On the Road with Fletcher Admissions

Some complications always accompany travel, but on one trip last month, Peter faced more than his share, as he describes in this post:

As you may have noticed from glancing at our travel schedule, the Fletcher admissions staff tends to cover a lot of ground this time of year. Throughout the fall, we hold information sessions at colleges and universities across the country or represent our programs at APSIA, Idealist.org, or World MBA graduate school fairs in the U.S. and abroad.

While we travel to a variety of special destinations–from Nairobi to Kalamazoo–and meet a lot of interesting prospective students, I’ve found that the travel experiences themselves are mostly uneventful. With a few exceptions, flights are usually pretty much on schedule, there are rarely any rental car or hotel issues to deal with, materials arrive at the correct locations, and the schedule of the week generally goes off without a hitch. My recent trip to California was a notable exception.

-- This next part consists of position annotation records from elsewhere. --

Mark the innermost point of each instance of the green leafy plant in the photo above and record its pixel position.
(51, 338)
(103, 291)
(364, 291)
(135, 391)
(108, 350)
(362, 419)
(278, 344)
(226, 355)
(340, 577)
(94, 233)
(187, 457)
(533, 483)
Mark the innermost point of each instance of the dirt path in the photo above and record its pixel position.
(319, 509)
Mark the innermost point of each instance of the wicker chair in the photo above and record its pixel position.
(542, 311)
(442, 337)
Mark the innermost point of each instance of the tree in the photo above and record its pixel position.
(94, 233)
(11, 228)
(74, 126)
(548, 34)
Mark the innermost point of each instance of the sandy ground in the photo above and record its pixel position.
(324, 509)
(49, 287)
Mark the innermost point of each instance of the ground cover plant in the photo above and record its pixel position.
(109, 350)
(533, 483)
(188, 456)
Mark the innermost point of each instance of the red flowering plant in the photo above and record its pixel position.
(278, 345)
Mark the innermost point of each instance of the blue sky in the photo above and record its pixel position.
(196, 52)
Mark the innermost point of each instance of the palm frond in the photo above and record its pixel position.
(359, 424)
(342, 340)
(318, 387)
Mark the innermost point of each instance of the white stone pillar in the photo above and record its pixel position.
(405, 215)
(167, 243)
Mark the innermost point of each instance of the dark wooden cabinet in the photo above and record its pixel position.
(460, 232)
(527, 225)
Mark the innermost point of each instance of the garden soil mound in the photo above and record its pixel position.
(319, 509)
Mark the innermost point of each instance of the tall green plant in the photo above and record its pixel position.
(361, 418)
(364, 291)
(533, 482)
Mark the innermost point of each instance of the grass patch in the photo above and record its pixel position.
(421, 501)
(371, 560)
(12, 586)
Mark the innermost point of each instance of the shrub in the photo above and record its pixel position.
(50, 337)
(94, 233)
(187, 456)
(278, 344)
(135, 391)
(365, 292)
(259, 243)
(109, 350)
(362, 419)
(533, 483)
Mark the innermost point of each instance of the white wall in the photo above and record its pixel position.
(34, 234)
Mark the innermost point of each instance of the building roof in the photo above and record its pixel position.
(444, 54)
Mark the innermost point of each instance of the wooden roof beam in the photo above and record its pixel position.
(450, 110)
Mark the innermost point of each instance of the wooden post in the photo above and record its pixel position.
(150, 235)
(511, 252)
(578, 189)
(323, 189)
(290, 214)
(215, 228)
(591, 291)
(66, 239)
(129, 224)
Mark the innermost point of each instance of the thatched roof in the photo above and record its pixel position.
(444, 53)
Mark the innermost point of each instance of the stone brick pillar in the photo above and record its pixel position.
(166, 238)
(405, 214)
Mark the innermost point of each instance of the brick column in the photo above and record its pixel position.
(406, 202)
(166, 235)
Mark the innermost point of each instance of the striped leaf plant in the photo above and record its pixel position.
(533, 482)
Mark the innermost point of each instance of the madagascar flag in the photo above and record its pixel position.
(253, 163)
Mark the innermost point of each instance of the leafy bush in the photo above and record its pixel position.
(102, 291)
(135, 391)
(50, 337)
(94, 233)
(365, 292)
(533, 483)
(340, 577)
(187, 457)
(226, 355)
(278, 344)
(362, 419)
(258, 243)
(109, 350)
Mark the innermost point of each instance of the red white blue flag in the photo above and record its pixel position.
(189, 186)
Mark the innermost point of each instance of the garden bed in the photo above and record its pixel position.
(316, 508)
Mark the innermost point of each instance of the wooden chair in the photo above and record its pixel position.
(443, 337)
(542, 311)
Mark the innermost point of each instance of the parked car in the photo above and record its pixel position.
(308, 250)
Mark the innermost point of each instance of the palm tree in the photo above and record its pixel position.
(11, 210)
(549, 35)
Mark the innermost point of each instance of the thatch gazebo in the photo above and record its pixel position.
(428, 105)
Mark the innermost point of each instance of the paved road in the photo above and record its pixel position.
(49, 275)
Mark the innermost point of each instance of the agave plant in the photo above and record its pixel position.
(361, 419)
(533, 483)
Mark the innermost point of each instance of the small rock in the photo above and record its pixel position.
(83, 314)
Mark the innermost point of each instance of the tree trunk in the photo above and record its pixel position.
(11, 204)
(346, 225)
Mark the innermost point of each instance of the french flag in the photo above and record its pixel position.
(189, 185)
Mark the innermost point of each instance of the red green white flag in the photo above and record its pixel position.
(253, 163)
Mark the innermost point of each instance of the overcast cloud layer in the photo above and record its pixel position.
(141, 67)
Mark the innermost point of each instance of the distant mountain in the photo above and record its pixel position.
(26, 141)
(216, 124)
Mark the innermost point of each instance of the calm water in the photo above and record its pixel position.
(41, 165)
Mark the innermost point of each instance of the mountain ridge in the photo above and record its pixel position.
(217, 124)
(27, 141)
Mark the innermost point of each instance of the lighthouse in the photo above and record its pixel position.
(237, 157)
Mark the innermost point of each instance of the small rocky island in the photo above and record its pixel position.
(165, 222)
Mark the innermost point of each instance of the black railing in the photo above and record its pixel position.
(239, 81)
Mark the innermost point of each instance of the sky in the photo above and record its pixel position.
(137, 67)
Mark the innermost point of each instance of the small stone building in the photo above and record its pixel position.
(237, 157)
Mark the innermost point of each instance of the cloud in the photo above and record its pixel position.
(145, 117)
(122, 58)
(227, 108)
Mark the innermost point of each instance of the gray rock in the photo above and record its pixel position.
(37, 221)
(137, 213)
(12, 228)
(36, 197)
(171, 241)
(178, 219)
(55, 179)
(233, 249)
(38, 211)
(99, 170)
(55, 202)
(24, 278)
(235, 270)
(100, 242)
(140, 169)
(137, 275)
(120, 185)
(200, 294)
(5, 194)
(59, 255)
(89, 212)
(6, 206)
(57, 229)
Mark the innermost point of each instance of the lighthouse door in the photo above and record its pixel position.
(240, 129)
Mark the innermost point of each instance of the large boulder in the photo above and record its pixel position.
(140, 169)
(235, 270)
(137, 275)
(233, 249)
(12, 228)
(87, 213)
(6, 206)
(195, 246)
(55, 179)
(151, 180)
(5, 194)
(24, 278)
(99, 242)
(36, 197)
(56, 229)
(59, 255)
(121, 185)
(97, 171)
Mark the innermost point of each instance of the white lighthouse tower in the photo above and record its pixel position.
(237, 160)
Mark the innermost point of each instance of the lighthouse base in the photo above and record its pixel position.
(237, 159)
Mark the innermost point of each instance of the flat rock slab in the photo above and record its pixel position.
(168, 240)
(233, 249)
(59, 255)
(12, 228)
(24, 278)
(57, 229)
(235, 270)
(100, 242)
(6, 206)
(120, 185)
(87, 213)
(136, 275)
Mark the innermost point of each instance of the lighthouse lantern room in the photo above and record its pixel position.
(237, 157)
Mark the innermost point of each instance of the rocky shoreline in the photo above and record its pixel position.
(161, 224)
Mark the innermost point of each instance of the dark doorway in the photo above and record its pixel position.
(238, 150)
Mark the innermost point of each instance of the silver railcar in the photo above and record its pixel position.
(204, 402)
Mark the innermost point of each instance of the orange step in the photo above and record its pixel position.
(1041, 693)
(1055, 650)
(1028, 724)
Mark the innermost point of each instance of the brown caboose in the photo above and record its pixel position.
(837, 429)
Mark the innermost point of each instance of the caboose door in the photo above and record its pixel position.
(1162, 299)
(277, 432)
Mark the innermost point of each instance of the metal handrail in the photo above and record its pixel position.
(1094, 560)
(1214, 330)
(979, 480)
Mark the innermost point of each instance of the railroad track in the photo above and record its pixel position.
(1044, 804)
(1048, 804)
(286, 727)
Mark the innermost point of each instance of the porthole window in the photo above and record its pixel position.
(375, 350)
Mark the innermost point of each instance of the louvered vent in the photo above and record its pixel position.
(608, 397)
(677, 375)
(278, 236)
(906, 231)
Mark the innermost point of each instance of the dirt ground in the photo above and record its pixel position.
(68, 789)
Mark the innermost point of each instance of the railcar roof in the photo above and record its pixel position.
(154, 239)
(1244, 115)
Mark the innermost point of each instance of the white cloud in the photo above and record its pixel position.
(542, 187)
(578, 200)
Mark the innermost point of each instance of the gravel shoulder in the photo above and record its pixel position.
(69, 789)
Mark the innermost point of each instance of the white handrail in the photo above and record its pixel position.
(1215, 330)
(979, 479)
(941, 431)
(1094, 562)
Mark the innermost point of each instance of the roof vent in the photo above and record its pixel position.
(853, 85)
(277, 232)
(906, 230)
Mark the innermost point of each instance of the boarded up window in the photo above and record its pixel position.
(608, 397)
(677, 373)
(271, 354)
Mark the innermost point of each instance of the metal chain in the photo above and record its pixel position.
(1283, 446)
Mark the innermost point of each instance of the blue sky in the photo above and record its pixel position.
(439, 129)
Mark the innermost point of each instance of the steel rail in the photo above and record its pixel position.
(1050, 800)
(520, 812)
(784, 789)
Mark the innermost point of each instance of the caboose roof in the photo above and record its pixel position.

Monday, October 19th: Excerpts from a not-so-typical day on the road…

7:20 AM (EST). Depart Boston’s Logan International Airport.

10:00 AM (MST). Change planes in Denver. I have several voicemail messages informing me that: 1) devastating wildfires are spreading to the outskirts of San Diego, which happens to be my first stop on this trip, and 2) The APSIA fair held at UC, San Diego later that evening has been canceled and the campus closed.

12:45 PM (PST). Arrive in San Diego—flying directly over a line of fires that is as spectacular as it is terrifying. After meeting up with colleagues from two of our peer schools in the lobby of our hotel—which was growing increasingly crowded with evacuees and their dogs, cats, birds, snakes, etc.–we discover that our visit to Pepperdine on Tuesday has also been canceled due to wildfires near Malibu.

3:30 PM (PST). After discussing the possibility of future road closures between San Diego and Los Angeles (our next stop on the trip), we cancel our hotel reservations in San Diego, make new ones in LA, and head up I-5 in our rental car. It is a long and somewhat surreal drive to LA, with a smoky haze obscuring the sun, ash floating down like tiny grey snowflakes (my only point of reference, being a Northeasterner), and cars filled with people, pets, and belongings evacuating their homes and blending in with the usual California rush hour traffic. Wildfires of this nature are not something to which I had previous exposure, and I have to admire how everyone appears to be able to take this terrible disaster in stride—packing up whatever they can fit in their car and heading out to Qualcomm Stadium, hotels, or the homes of friends and relatives while they wait for the word on the firefighters’ progress.

8:30 PM (PST). We arrive at our hotel in Los Angeles–after traveling 120 miles in 5 hours—in dire need of some fresh air and some good Mexican food. I have time to check e-mail briefly and note that tomorrow evening’s APSIA fair at UCLA is still on!

While the rest of the week—including the UCLA event, an APSIA fair at UC-Berkeley, an information session at Stanford, and a reception for prospective students and Bay Area alumni—went smoothly from an admissions perspective, this was not a trip that I will soon forget. I hope that those of you in California are safe and I look forward to an uneventful visit to California next year!